Malattia parodontale e gravidanza: una relazione pericolosa

I cambiamenti ormonali che si verificano durante la gravidanza possono essere la causa di una propensione sistemica a soffrire di malattia parodontale, sia sottoforma di gengivite che di parodontite.

RISCHI DI GENGIVITE E PARODONTITE DURANTE LA GRAVIDANZA

I dati dell’American Diabetes Association (ADA)(1) mettono in luce che la gengivite gravidica può interessare dal 60 al 75% delle gestanti, con comparsa tra il terzo e l’ottavo mese di gravidanza. La patologia può essere più severa nei casi di gengivite pre-esistente, di accumulo di biofilm o placca dentale e di tartaro. Il 50% delle donne che soffrono di gengivite prima della gravidanza possono riscontrare un peggioramento della malattia o soffrire di parodontite durante la gestazione.

Alcuni dati(2) dimostrano che in Spagna il 25% circa delle donne in età fertile potrebbe soffrire già di parodontite, che suppone la distruzione del sostegno del dente con conseguenze gravi sia a livello locale che sistemico. A livello locale, può determinare a lungo andare la perdita degli elementi dentali.
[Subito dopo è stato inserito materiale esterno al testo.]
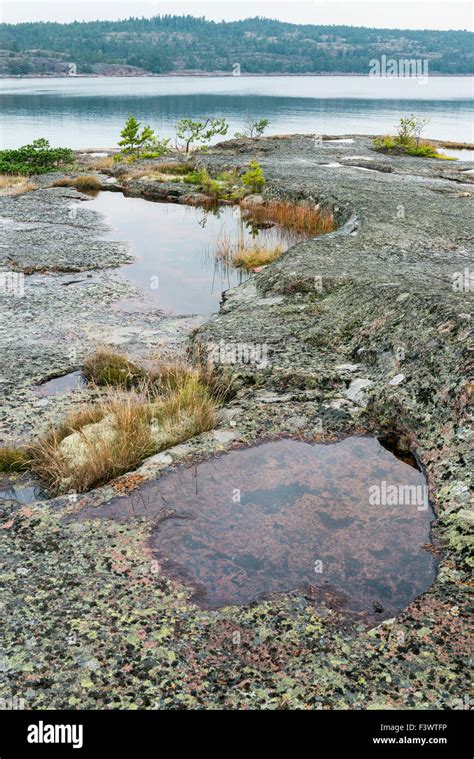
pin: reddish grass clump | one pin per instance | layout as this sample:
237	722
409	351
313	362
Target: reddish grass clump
309	220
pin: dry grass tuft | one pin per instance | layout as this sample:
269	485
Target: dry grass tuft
95	458
256	255
246	256
82	182
111	438
101	164
105	367
15	184
305	219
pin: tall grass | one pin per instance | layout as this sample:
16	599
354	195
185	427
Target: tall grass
167	406
305	219
15	184
82	182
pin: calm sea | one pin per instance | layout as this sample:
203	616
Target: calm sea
90	112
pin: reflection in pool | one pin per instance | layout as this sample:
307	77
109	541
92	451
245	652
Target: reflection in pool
175	247
347	522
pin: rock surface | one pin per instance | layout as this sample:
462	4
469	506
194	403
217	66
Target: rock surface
370	302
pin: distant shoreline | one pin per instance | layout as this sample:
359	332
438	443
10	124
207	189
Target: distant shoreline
220	75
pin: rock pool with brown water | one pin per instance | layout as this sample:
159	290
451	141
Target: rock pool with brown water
346	522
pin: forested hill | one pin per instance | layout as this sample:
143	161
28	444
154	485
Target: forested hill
184	44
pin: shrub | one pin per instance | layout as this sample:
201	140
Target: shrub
253	127
189	132
407	140
36	158
141	143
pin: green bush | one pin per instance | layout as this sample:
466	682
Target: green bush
189	132
408	147
141	143
37	158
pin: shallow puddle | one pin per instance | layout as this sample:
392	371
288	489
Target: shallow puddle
346	522
20	488
59	385
175	247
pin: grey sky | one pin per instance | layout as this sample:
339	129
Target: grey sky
403	14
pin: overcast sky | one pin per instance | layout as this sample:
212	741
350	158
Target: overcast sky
403	14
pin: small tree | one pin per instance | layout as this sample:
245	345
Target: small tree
253	177
133	140
189	132
410	128
253	127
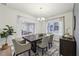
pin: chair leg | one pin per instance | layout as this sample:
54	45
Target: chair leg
46	48
14	54
49	45
29	52
42	52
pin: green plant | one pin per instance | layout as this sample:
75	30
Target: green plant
7	31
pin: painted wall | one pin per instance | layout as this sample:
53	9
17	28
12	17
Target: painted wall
10	16
68	22
76	32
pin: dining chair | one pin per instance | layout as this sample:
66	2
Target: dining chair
44	44
21	47
50	41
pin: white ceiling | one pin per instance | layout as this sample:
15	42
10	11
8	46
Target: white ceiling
42	9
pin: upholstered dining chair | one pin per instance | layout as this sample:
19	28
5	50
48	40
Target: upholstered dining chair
50	41
21	47
44	44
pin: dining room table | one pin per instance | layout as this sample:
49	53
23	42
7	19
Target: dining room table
33	40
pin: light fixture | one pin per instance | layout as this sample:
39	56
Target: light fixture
41	18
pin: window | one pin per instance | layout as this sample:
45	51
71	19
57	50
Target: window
55	26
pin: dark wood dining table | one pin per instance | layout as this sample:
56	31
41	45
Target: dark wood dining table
33	40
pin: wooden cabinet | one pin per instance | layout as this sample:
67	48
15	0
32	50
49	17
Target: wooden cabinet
6	52
68	46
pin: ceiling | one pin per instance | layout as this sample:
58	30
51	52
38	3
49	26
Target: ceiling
42	9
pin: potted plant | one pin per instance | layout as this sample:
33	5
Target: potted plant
5	33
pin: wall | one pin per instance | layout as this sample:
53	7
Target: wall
76	32
10	16
68	22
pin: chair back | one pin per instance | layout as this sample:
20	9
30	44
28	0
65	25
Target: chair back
50	39
45	41
16	46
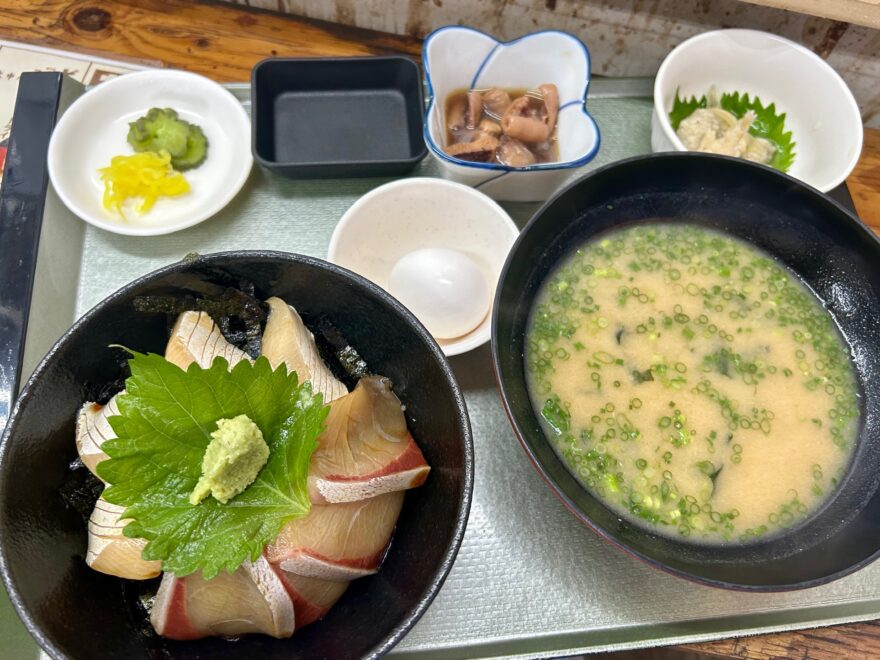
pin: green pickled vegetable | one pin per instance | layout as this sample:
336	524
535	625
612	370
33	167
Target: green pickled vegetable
161	129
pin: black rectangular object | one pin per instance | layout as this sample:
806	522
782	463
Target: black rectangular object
337	117
22	201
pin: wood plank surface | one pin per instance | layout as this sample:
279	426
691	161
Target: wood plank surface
223	42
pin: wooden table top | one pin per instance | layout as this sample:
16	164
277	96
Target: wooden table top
223	42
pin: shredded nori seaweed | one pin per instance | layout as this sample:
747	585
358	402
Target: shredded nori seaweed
240	316
344	361
81	489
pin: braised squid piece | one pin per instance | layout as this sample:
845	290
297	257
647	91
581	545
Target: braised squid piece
512	127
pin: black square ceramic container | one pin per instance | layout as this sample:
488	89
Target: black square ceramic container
337	117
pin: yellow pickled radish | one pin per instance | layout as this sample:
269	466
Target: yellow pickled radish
147	176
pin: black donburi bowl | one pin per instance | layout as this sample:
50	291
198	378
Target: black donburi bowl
827	247
75	612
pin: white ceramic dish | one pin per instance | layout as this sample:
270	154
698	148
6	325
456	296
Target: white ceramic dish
821	112
458	58
94	129
410	214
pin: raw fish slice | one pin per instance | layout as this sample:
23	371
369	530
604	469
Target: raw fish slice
92	429
196	338
250	600
366	449
287	340
113	553
312	597
338	541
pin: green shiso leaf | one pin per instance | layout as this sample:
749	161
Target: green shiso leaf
769	123
165	423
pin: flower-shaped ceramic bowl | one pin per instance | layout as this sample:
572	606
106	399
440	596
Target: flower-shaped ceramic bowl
457	58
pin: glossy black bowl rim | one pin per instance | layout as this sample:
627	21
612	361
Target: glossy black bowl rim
218	259
671	157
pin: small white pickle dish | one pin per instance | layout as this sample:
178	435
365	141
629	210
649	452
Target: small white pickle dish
94	129
457	58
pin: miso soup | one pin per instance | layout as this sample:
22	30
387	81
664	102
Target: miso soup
692	382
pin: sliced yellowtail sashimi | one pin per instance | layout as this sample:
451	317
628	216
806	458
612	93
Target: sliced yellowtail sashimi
196	338
312	597
366	449
253	599
287	340
338	541
113	553
92	429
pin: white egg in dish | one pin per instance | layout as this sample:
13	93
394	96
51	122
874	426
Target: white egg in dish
444	288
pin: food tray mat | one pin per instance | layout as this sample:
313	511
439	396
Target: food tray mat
529	580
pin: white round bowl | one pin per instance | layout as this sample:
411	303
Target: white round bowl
821	113
94	128
410	214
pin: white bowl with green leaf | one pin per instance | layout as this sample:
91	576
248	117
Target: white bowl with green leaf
799	103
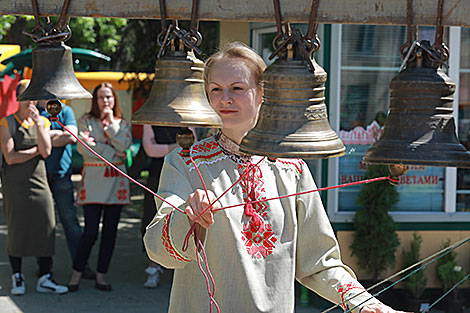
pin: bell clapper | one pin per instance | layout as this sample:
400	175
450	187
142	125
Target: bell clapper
53	107
397	170
185	139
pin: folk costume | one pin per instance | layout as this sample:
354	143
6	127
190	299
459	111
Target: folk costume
101	184
255	251
103	191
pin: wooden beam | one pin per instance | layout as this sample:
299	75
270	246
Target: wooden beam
385	12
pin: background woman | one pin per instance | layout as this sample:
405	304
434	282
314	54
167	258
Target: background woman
102	190
27	200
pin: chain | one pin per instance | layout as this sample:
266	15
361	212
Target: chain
190	39
284	40
406	48
49	32
439	44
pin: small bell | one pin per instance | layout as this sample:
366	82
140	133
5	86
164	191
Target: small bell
53	76
177	97
420	128
293	120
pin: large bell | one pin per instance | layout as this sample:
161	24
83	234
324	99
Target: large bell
420	127
293	120
178	97
53	77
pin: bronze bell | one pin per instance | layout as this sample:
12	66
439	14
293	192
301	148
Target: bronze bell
420	127
53	76
177	97
293	120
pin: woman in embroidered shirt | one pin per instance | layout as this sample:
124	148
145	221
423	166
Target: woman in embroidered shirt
27	199
102	190
254	252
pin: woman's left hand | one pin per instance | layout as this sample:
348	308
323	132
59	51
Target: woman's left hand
121	155
378	308
33	113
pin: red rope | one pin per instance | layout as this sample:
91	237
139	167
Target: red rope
366	181
229	188
118	169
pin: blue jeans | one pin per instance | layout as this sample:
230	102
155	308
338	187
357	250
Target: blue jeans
93	213
62	192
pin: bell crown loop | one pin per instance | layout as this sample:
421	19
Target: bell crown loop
420	128
293	119
178	97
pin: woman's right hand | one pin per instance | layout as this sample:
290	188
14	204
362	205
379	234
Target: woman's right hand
197	202
108	115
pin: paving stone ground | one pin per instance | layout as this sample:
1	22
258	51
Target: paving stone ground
126	274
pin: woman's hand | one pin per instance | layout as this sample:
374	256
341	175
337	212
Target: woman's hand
378	308
121	155
197	202
107	115
33	113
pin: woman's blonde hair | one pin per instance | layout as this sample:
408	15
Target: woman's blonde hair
237	50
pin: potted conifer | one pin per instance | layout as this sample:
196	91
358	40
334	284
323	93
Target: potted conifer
375	239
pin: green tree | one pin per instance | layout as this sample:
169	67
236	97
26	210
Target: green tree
416	282
375	239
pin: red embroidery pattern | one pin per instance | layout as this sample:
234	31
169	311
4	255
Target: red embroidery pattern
259	238
167	240
259	241
82	194
344	289
204	152
296	162
204	146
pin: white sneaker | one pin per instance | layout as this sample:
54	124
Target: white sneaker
47	284
17	280
154	276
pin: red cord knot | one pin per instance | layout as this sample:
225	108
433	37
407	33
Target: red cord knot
186	239
251	212
394	180
184	153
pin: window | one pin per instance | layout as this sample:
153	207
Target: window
463	176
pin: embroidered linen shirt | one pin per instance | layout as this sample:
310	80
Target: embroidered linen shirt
254	264
101	184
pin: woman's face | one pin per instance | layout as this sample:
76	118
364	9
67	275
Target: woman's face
105	99
235	96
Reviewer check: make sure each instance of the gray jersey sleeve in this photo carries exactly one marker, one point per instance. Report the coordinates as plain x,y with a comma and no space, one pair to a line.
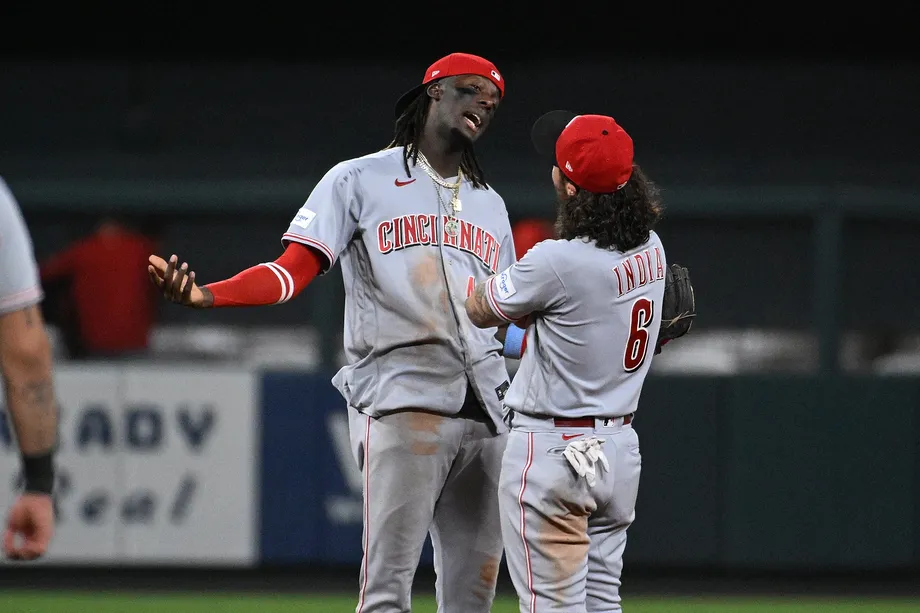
530,285
506,254
329,218
19,282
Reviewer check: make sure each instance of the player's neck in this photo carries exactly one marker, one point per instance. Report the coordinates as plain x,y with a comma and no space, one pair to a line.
442,156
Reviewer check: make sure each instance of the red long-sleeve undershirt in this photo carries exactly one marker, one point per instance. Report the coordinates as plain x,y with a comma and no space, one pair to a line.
270,282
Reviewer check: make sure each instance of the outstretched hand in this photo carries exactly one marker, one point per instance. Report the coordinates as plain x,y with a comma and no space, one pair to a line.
29,527
177,282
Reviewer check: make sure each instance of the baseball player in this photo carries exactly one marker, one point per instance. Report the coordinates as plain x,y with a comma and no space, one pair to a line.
25,362
415,227
591,305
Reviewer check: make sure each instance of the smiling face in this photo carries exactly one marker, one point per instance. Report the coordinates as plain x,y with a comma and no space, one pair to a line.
463,106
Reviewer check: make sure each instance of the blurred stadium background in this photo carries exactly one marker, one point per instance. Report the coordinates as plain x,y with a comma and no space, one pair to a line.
781,438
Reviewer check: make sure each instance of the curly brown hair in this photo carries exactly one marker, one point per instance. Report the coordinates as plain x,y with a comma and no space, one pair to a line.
620,220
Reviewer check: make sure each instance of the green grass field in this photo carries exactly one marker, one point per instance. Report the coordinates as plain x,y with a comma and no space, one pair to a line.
126,602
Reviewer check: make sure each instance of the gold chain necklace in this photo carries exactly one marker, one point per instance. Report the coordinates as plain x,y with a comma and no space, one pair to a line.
452,227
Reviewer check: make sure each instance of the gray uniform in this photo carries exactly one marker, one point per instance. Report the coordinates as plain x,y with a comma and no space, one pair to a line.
19,282
423,385
588,352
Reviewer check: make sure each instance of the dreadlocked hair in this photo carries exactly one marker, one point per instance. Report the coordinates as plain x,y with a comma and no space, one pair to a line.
620,220
408,133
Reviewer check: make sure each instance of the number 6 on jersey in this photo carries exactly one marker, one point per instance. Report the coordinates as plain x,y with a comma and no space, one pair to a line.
641,315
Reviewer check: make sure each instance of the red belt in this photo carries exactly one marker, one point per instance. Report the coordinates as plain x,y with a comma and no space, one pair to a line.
588,422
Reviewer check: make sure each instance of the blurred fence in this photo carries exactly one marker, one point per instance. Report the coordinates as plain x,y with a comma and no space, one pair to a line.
195,465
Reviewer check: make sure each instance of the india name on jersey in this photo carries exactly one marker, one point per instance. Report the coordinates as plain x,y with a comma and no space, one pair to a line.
598,314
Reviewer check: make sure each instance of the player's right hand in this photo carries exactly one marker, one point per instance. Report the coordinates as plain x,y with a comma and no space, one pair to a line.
177,282
29,527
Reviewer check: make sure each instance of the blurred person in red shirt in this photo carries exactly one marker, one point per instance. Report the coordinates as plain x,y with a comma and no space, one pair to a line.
530,231
111,313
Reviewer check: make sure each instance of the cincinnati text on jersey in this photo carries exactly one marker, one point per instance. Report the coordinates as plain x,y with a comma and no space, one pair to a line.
413,230
639,270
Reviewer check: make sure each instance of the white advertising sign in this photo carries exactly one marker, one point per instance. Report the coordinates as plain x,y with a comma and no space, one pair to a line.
155,465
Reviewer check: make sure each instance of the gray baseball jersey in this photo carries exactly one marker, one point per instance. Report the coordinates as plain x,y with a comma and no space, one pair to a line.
19,282
597,314
599,318
408,340
412,354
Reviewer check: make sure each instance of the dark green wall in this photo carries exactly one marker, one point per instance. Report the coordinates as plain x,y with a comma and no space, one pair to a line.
779,473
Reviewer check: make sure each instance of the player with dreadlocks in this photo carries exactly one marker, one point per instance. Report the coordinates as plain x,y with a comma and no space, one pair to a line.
416,227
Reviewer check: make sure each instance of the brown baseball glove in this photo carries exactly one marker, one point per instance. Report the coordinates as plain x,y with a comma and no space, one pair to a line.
679,306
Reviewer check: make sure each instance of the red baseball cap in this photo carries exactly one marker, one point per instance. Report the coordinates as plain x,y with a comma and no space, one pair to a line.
592,151
451,66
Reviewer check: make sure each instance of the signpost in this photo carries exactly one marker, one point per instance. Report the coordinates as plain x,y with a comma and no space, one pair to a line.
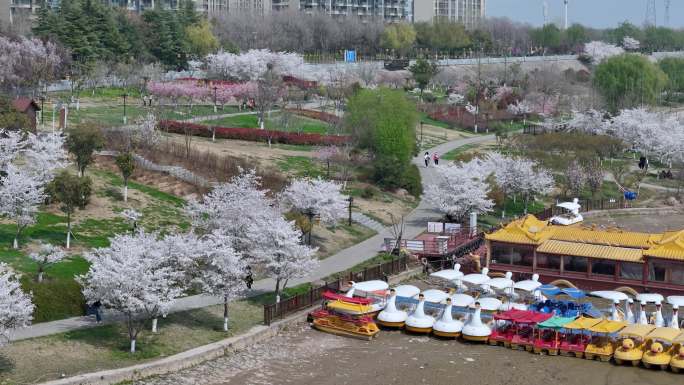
350,56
A livello sistemico, la malattia parodontale può portare a un esito sfavorevole della gravidanza associato a parto prematuro, basso peso del neonato o, nei casi più gravi, gestosi.

Il parto prematuro avviene in caso di nascita prima della 37ª settimana. Nel mondo si registra ogni anno il 10% circa di parti pretermine e la percentuale è in continuo aumento. La Spagna, con l’8% circa, è il terzo paese europeo in numero di parti prematuri e il primo per quanto riguarda l’incremento della problematica, soprattutto nei parti con meno di 32 settimane di gestazione. È una delle cause principali di morbilità e mortalità perinatale sia nei paesi sviluppati che nel resto del mondo. Alcuni fattori di rischio materni(3) possono essere l’età della gestante, il basso livello socioeconomico, il fumo e l’assunzione di droghe e alcol.

Il basso peso alla nascita (bambini con un peso inferiore a 2500 grammi) può dipendere da un parto prematuro o avere cause fetali. I bambini pretermine rappresentano circa il 7,5% di tutti i nati.  La gestosi può costituire una complicazione grave della gravidanza a causa dell’ipertensione placentare. Colpisce l’1-2% delle gestanti.

Oltre ai fattori sopra descritti, le infezioni dell’organismo, come la parodontite, possono rivestire un ruolo importante nell’eziopatogenesi di un esito sfavorevole della gravidanza. Durante la gestazione, l’alterazione della permeabilità vascolare delle gengive può facilitare il trasporto dei batteri del biofilm nel flusso sanguigno fino a raggiungere il tessuto placentare.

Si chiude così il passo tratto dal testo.